Reputation: 671
For several hundred columns, I would like to check if values in a given column of df match values in list of df2.
Example data:
df <- data.frame(a=c("1","2","3","4"), b=c("1", NA,NA, "99"))
df$a <- as.character(df$a)
df$b <- as.character(df$b)
df2 <- data.frame(c=I(list(c("1","2","3"))), d=I(list(c("1","0"))))
> df
a b
1 1 1
2 2 <NA>
3 3 <NA>
4 4 99
> df2
c d
1 1, 2, 3 1, 0
I have tried the following function:
check <- function(dat1=df, dat2=df2) {
for(c in ncol(df)) {
for(r in nrow(df)) {
df[r,c] <- ifelse(df[r,c] %in% as.character(unlist(df2[1,c])),"match", "nomatch")
}
}
return(df)
}
check(df, df2)
Output:
> check(df, df2)
a b
1 1 1
2 2 <NA>
3 3 <NA>
4 4 nomatch
Desired output:
> check(df, df2)
a b
1 match match
2 match <NA>
3 match <NA>
4 nomatch nomatch
Upvotes: 0
Views: 298
Reputation: 388972
You can use Map
/mapply
:
mat <- mapply(function(x, y) ifelse(is.na(x), NA, x %in% unlist(y)), df, df2)
#You can also use replace similarly
#mat <- mapply(function(x, y) replace(x %in% unlist(y), is.na(x), NA), df, df2)
mat
# a b
#[1,] TRUE TRUE
#[2,] TRUE NA
#[3,] TRUE NA
#[4,] FALSE FALSE
Now turn these TRUE
/FALSE
values to "Match"
/"No Match"
if needed.
mat[] <- c('No match', 'match')[mat + 1]
# a b
#[1,] "match" "match"
#[2,] "match" NA
#[3,] "match" NA
#[4,] "No match" "No match"
Upvotes: 1
Reputation: 11514
Try
check <- function(dat1, dat2){
out <- ifelse(t(apply(dat1, 1, function(row) row %in% unlist(dat2))), "match", 'nomatch')
out[is.na(dat1)] <- NA
colnames(out) <- colnames(dat1)
return(as.data.frame(out))
}
check(df, df2)
check(df, df2)
a b
1 match match
2 match <NA>
3 match <NA>
4 nomatch nomatch
Upvotes: 1
Reputation: 2949
You should call the range of columns and rows not just the number of columns and rows.
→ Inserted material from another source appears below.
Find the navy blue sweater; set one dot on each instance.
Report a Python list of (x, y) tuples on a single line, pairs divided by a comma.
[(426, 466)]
Also, you need to include the ifelse()
for NA values.
check <- function(dat1=df, dat2=df2) {
for(c in 2:ncol(df)) {
for(r in 1:nrow(df)) {
df[r,c] <- ifelse(df[r,c] == "<NA>", "<NA>",
ifelse(df[r,c] %in% as.character(unlist(df2[1,c])),
"match", "nomatch"))
}
}
return(df)
}
> check(df, df2)
a b
1 1 match
2 2 <NA>
3 3 <NA>
4 4 nomatch
Upvotes: 1